Builder (decompose the new of a complex object to enable its construction to be scripted) and Prototype (replace the new with a copy of an existing instance). It should be noted that other patterns have since been identified for this subject (Registry, Dependency Injection, etc.).

Structural Patterns deal with a completely different problem: the separation of concerns. Object design encourages us to make simple, single-purpose objects. An object that does too many things or has too many attributes lacks cohesion and will be difficult to maintain and evolve. So the question becomes “How do we assemble these small, specialised objects to build complex systems? I usually summarise this with the following question: “How do you build cathedrals with simple cut stones, mortar and tree trunks? You have to put all this together precisely to solve numerous problems of tension and harmony if you hope to build a cathedral that stands up. Structural patterns help us to adapt, transform and assemble.

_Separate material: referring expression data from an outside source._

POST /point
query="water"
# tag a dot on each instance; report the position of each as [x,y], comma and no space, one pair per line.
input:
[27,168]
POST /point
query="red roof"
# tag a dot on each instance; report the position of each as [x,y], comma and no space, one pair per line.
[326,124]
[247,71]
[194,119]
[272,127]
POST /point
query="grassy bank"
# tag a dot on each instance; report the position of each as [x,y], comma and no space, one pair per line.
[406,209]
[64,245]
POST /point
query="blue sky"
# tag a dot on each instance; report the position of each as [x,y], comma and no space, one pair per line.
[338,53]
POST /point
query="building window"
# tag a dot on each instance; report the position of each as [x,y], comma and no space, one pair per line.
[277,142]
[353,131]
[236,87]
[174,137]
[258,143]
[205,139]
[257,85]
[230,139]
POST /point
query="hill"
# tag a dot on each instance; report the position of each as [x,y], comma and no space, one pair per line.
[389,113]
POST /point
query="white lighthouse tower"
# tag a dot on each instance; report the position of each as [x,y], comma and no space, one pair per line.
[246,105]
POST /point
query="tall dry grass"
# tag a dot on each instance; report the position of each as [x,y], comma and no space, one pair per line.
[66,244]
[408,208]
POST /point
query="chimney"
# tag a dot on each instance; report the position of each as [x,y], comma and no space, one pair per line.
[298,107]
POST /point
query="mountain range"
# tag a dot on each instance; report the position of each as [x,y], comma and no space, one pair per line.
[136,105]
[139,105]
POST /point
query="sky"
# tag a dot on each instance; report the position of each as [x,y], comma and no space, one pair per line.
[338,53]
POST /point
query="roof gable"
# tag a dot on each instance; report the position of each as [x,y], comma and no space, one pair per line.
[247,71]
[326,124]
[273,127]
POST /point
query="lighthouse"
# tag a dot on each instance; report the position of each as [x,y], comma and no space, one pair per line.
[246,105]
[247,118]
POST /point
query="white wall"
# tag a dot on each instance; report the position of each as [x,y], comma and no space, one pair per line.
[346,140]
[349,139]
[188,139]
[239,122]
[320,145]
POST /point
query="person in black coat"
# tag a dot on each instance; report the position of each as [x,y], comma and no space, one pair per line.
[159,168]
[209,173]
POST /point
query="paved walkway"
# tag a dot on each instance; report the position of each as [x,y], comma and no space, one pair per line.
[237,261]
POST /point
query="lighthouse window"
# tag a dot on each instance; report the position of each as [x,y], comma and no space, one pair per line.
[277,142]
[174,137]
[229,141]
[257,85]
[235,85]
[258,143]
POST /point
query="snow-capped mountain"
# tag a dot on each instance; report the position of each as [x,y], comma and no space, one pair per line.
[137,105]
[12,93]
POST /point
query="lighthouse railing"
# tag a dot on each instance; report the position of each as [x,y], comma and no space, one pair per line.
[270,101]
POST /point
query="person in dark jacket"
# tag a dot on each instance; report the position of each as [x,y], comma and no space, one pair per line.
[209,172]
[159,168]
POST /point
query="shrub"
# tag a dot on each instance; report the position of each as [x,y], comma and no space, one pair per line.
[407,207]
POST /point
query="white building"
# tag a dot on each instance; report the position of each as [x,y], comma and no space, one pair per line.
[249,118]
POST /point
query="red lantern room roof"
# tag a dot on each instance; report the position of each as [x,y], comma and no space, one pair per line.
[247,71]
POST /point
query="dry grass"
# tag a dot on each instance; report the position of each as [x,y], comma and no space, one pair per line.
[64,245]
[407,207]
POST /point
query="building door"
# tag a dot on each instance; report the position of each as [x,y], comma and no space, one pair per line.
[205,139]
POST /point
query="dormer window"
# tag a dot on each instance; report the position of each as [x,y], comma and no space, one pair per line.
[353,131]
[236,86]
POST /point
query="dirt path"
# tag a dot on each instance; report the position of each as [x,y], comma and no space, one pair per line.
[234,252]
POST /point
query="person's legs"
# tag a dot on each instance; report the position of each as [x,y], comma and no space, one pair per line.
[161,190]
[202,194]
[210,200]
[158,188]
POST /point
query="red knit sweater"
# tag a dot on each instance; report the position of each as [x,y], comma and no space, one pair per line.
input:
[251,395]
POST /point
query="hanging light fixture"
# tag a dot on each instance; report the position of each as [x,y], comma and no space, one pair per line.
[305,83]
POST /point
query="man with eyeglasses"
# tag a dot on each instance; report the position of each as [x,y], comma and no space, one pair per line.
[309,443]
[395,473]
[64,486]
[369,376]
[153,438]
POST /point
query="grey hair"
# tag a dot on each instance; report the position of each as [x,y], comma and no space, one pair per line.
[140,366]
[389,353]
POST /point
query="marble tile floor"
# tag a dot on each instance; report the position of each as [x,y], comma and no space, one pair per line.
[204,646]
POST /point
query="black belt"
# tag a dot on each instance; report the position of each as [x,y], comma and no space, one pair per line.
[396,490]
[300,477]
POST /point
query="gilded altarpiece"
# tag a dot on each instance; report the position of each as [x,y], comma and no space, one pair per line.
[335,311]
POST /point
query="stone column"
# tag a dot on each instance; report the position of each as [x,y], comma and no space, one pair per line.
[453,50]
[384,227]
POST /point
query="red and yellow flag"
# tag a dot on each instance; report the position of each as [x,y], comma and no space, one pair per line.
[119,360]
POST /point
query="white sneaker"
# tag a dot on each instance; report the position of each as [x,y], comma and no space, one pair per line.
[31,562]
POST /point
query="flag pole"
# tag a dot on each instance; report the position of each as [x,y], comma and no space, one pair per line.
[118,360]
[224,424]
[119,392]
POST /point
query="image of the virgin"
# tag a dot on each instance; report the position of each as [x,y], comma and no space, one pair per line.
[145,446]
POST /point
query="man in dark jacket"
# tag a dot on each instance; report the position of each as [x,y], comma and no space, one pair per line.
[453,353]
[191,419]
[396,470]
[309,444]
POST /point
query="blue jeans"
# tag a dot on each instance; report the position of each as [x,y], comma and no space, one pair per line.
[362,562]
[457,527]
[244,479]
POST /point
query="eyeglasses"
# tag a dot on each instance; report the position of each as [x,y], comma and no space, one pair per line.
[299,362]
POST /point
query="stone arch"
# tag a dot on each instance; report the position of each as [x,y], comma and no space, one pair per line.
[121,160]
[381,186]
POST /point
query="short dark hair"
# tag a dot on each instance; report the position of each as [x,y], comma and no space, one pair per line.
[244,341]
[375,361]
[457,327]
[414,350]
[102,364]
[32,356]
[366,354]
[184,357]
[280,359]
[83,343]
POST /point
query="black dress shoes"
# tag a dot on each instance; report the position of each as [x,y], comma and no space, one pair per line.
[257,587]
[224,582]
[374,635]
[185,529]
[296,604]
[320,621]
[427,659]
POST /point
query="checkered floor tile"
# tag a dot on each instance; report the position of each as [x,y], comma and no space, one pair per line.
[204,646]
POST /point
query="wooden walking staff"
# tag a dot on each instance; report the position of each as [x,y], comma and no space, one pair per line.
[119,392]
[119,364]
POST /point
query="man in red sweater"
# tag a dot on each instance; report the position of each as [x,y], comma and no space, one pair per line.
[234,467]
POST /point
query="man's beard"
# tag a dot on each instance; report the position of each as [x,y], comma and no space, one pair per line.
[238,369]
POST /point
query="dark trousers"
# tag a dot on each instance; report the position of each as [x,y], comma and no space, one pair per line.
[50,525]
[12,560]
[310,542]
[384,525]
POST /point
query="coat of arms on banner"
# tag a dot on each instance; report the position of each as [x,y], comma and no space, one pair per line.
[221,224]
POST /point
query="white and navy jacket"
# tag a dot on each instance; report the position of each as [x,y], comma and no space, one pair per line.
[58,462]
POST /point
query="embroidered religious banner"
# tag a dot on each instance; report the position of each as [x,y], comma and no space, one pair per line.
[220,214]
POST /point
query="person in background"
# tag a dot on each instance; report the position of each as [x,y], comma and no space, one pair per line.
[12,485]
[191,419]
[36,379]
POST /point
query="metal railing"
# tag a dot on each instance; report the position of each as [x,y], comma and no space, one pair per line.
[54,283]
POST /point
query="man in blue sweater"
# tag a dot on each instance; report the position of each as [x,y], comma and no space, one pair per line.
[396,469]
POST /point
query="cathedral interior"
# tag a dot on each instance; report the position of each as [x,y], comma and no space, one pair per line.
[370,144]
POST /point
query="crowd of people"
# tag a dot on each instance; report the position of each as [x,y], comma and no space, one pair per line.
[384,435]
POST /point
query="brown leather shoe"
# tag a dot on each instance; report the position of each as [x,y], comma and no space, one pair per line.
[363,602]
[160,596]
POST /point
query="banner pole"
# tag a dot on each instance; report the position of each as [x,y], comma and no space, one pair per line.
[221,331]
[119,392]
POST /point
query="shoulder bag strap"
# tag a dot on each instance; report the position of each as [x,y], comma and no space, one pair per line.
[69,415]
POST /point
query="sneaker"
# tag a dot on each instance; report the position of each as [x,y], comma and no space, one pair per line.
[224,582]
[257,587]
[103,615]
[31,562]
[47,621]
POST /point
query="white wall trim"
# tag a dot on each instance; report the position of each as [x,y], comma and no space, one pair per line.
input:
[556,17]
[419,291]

Behavioral Patterns deal with almost the same problem, but from the point of view of processing. How can you do complex processing if the objects are single-purpose and only do simple things? You have to divide up complex tasks, delegate and coordinate the flow of execution. This is the role of behavioural patterns.

All these patterns are part of the object-oriented culture. They change the way we think, design, reason and communicate. The multi-paradigm has been in widespread use for some time now. Java has followed the trend by introducing the functional paradigm since Java 8 and is in the process of adding data-oriented programming. Admittedly, this was neither the subject nor the trend 30 years ago. Each paradigm comes with its own patterns and it’s important to understand that even a superficial knowledge of the Gof Design Patterns is more the beginning of a change in mindset than a recipe to be known and applied in a given situation. So, yes, it’s important to know these patterns, at least the problems they solve, and to try to understand them. The Guide to Readers section suggests starting with Abstract Factory, Adapter, Composite, Decorator, Factory Method, Observer, Strategy and Template Method.

So, if you haven’t taken the first step yet, find a good Window Place and stick with it – it’s really worth it. All the best!